No começo do ano, falou-se na criação de um órgão que poderia dialogar com pastores e lideranças de pequenas e médias igrejas evangélicas, mas a resistência de líderes petistas emperrou as tratativas entre o ministro da Secretaria-Geral, Márcio Macêdo, e o pastor Paulo Marcelo Schallenberger.

Dias após a vitória de Lula, ao saber que o bispo Edir Macedo, líder da Igreja Universal do Reino de Deus, disse que os evangélicos deveriam perdoar Lula, a presidente do PT, Gleisi Hoffmann, disparou: “Dispensamos. Ele é quem precisa pedir perdão a Deus pelas mentiras que propagou”.

Antes mesmo de sua posse, Lula barrou a recondução de Daniel de Macedo para o cargo de defensor público-geral federal.
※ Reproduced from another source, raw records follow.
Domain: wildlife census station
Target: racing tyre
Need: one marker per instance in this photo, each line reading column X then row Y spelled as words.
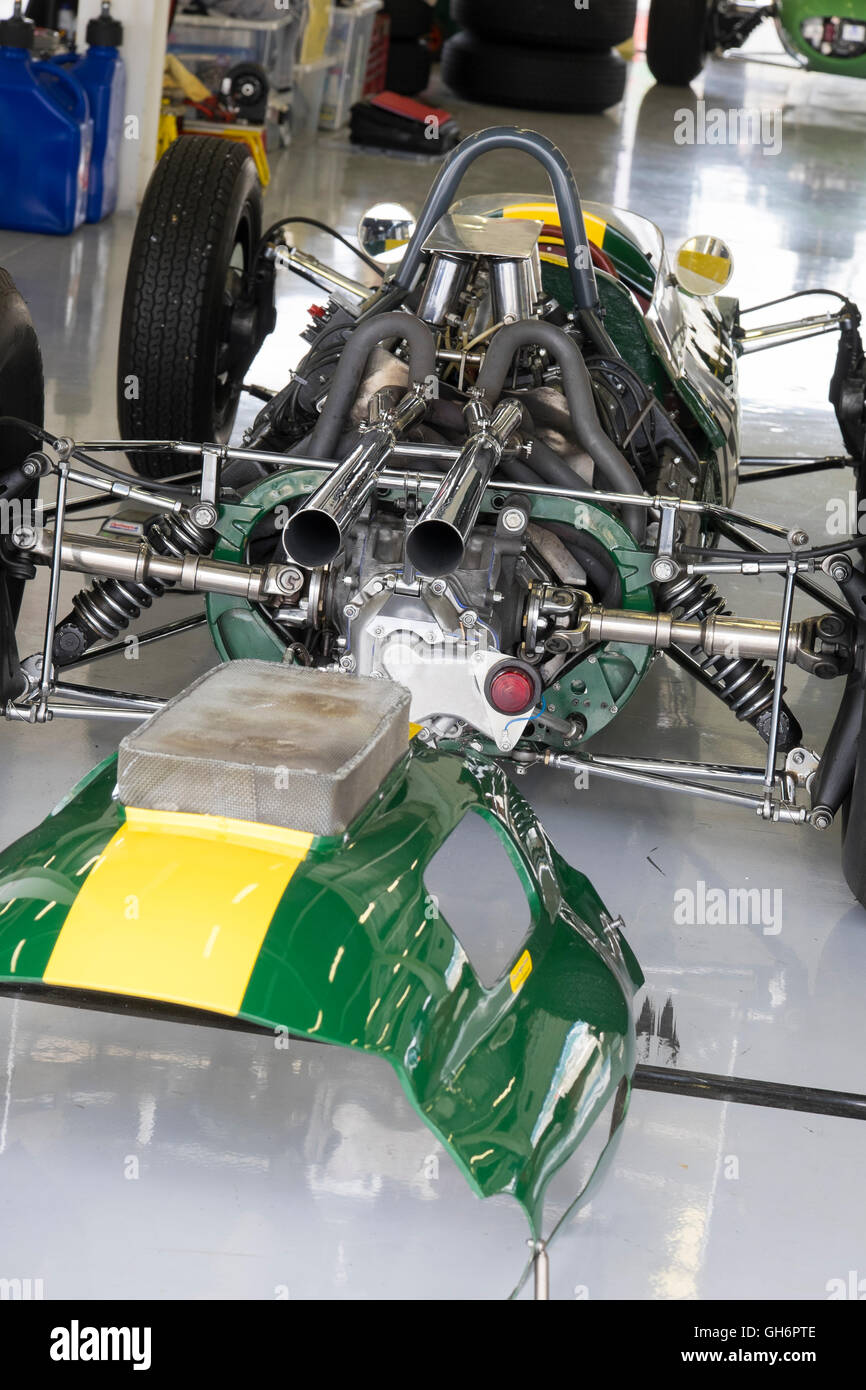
column 409, row 67
column 676, row 41
column 541, row 79
column 21, row 395
column 409, row 18
column 549, row 22
column 180, row 373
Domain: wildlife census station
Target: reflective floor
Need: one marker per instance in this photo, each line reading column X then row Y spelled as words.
column 157, row 1159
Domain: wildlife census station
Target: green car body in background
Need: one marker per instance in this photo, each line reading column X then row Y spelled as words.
column 684, row 32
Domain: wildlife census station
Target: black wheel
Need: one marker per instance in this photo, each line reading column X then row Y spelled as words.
column 21, row 395
column 541, row 79
column 676, row 41
column 248, row 89
column 409, row 67
column 180, row 362
column 409, row 18
column 549, row 22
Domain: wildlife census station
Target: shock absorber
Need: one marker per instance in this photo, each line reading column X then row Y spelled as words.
column 106, row 608
column 742, row 684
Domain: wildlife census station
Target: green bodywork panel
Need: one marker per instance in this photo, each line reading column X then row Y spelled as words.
column 510, row 1077
column 791, row 14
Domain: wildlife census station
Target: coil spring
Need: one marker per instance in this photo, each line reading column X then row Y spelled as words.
column 745, row 685
column 109, row 606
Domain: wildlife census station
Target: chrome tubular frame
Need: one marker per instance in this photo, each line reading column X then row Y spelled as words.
column 763, row 791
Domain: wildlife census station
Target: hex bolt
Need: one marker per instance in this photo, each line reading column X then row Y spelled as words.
column 513, row 519
column 663, row 569
column 289, row 580
column 203, row 514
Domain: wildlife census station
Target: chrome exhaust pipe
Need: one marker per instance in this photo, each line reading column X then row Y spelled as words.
column 437, row 542
column 314, row 535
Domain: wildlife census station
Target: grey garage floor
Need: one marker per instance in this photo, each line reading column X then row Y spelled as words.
column 143, row 1159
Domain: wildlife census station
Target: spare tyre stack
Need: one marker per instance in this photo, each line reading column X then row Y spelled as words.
column 409, row 56
column 540, row 54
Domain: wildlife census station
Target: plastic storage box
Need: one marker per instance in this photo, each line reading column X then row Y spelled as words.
column 307, row 91
column 349, row 49
column 270, row 42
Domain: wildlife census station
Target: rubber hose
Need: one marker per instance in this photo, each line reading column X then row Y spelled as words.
column 549, row 466
column 616, row 471
column 595, row 559
column 353, row 362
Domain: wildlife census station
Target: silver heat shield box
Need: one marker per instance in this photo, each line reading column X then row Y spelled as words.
column 259, row 741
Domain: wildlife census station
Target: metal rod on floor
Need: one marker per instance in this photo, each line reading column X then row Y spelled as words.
column 742, row 1090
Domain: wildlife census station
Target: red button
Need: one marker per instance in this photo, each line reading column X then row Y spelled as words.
column 512, row 692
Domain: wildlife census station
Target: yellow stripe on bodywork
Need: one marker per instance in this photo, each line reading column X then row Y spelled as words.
column 177, row 908
column 546, row 211
column 709, row 267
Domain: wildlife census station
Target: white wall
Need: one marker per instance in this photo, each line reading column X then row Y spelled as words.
column 145, row 32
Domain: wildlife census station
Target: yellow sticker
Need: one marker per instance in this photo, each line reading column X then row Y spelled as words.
column 521, row 972
column 177, row 908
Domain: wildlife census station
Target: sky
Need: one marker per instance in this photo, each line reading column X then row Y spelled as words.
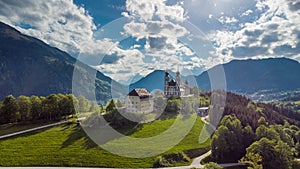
column 129, row 38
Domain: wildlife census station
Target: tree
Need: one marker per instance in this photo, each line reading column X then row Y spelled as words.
column 275, row 154
column 173, row 106
column 231, row 139
column 111, row 106
column 9, row 111
column 262, row 121
column 220, row 146
column 36, row 107
column 264, row 132
column 94, row 107
column 83, row 104
column 25, row 105
column 253, row 161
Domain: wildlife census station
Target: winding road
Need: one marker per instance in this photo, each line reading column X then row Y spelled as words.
column 195, row 163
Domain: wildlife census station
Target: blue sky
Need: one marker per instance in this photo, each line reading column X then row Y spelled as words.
column 192, row 35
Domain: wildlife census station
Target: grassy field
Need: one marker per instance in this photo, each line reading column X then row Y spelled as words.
column 68, row 145
column 12, row 128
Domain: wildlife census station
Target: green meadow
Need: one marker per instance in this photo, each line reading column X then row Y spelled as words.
column 68, row 145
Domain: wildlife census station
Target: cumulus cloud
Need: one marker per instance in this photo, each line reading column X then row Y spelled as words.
column 59, row 23
column 275, row 33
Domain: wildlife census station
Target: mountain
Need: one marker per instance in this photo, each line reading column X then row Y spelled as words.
column 154, row 80
column 242, row 76
column 249, row 76
column 29, row 66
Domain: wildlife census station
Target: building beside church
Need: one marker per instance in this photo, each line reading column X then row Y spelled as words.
column 139, row 100
column 174, row 87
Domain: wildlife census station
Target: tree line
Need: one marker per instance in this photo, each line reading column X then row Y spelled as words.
column 34, row 108
column 269, row 146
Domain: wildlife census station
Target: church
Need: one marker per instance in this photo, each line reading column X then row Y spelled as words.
column 174, row 87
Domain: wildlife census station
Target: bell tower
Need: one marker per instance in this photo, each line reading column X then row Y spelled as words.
column 167, row 78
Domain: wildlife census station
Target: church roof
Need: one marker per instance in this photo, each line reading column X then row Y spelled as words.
column 141, row 92
column 172, row 83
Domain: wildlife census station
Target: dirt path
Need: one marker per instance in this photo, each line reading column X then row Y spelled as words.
column 33, row 129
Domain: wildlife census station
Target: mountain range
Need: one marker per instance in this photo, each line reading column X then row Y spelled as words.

Membro da Igreja Presbiteriana, ele havia sido nomeado por Bolsonaro com o apoio da Associação Nacional de Juristas Evangélicos (Anajure).

O uso da linguagem neutra — como “todes” e “eleites” — para promover a inclusão de integrantes da comunidade LGBTQIAP+ apareceu em eventos e canais oficiais do Planalto desde 1º de janeiro, sendo criticado por religiosos nas redes sociais e em grupos de mensagens.

O governo Lula retirou o Brasil da lista de signatários de um pacto internacional antiaborto e revogou uma portaria assinada na gestão Bolsonaro que obrigava profissionais da saúde a acionarem a polícia em casos de gravidez decorrente de estupro, mesmo contra a vontade da vítima.